October 2010: Update on progress

Dr Nick Lane (UCL Department of Genetics, Evolution & Environment) reflects one year after being awarded the inaugural UCL Provost’s Venture Fellowship:

The Provost’s Venture Research Fellowship has enabled me to think, and has given me the space and time – and, critically importantly, the funding – to do so rigorously and without constraint. I have the freedom to consider diverse research fields, to synthesize, and to formulate hypotheses and predictions to test them, both alone and in collaboration with others. In an ideal world, such pursuits should be open to all academics and researchers, but in practice successful funding applications tend to require conforming to accepted (and usually conservative) research norms. It is the difference between a duck with clipped wings, and a duck that can fly, with an ability to view the landscape with some perspective.

I am convinced that the ideas I am developing are important in their own right (for example, being published as a hypothesis paper in Nature), but also have the potential to alter the way that we think about more practical matters such as ageing and fertility.

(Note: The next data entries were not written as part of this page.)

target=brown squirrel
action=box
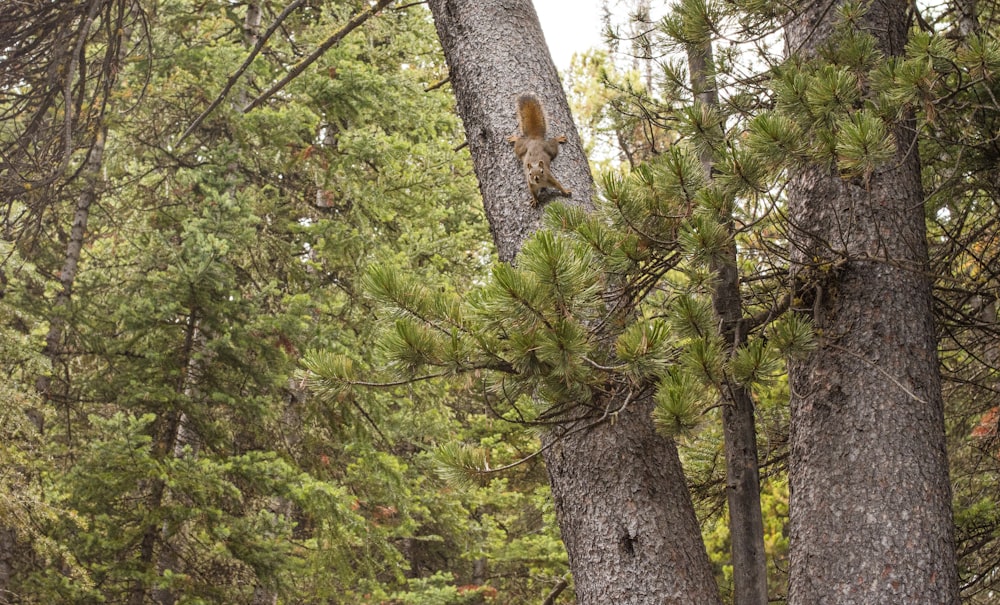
[507,94,573,206]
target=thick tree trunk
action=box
[787,0,958,605]
[542,401,720,605]
[429,0,719,605]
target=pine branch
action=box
[243,0,393,113]
[177,0,305,145]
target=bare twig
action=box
[177,0,305,145]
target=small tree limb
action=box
[243,0,393,113]
[177,0,305,144]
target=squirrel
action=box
[507,94,573,206]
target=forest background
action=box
[0,0,1000,605]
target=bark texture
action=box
[787,0,959,605]
[687,41,767,605]
[429,0,720,605]
[542,401,720,605]
[429,0,594,262]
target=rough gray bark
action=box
[687,41,767,605]
[786,0,959,605]
[429,0,720,605]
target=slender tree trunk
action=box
[687,35,767,605]
[429,0,719,605]
[35,124,108,397]
[786,0,959,605]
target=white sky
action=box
[535,0,602,72]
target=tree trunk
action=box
[787,0,958,605]
[35,123,108,398]
[687,35,767,605]
[429,0,719,605]
[542,400,720,605]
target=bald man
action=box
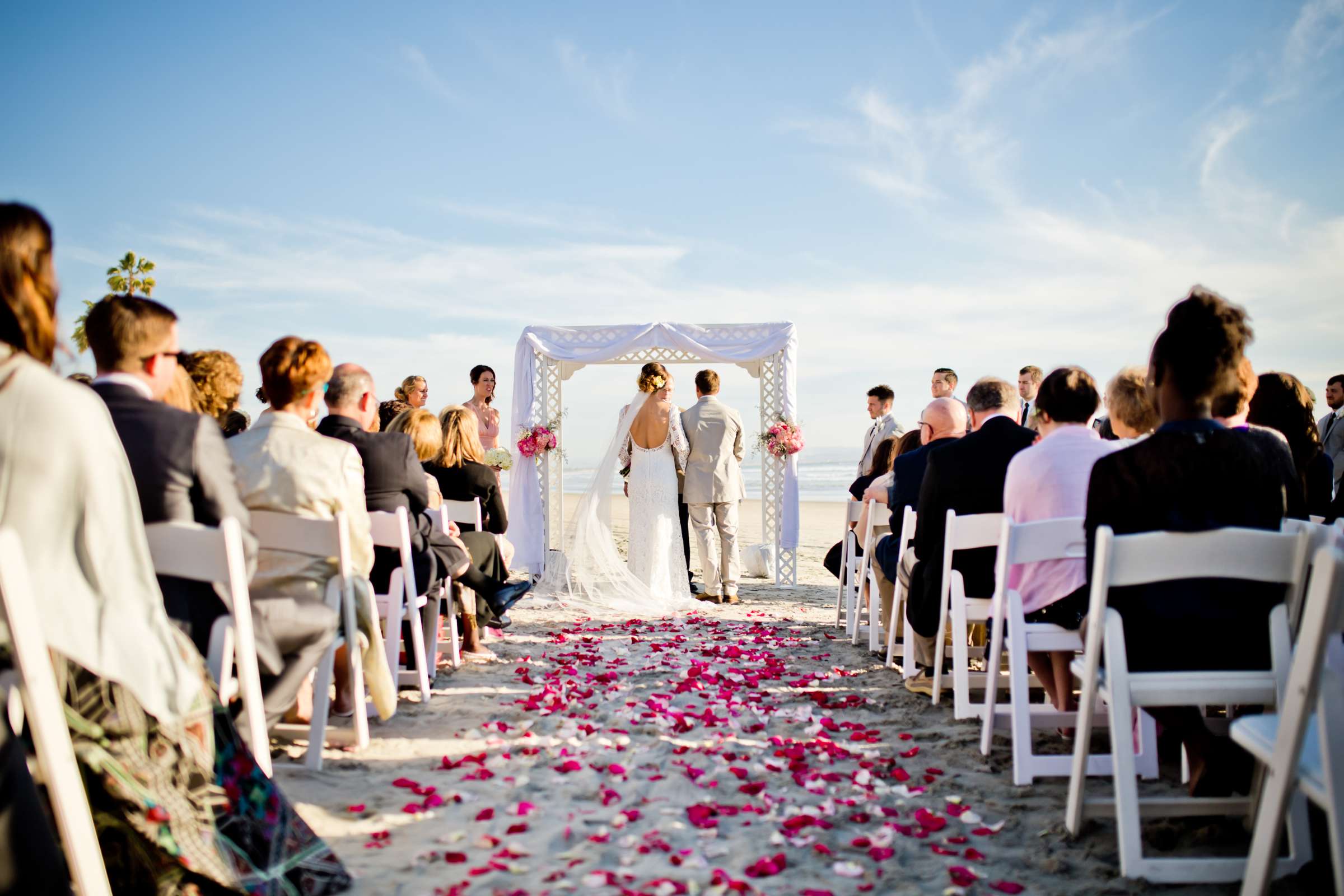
[863,398,967,647]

It is critical to have the time and space to think these ideas through without any demand for immediate returns, or for that matter any preconceived idea about which practical areas should be targeted up front. That should emerge of its own accord from a deeper understanding.

From my own perspective, the major point is that the deep function of complex (eukaryotic) cells is not understood coherently (in fact it is astonishingly, and wonderfully, incoherent – wonderfully because it affords the opportunity to wrestle with an amazing problem and maybe resolve it, perhaps in an unexpected way). Any coherent grasp is important in its own right, but is also the bedrock for any future practical returns (which may not be made, or even imagined, by me, but that doesn’t matter so long as the work is published in top journals, and stimulates others to explore the implications). Just one example: medical research lacks almost totally the dimension of evolution – why cells and organisms are as they are – and the freedom implicit in Venture research has the potential to radically alter the way we see medical problems, most notably ageing and disease.

One final point: interdisciplinary research is encouraged these days, but typically involves the collaboration of researchers with different expertise. Much falls between the gaps because no one person is responsible for asking, and trying to answer, probing questions across disciplines. There is a great deal to be said for an individual who thinks and roves widely, as a genuinely interdisciplinary thinker with access to ‘corrective’ expertise as necessary. This is what I am trying to do.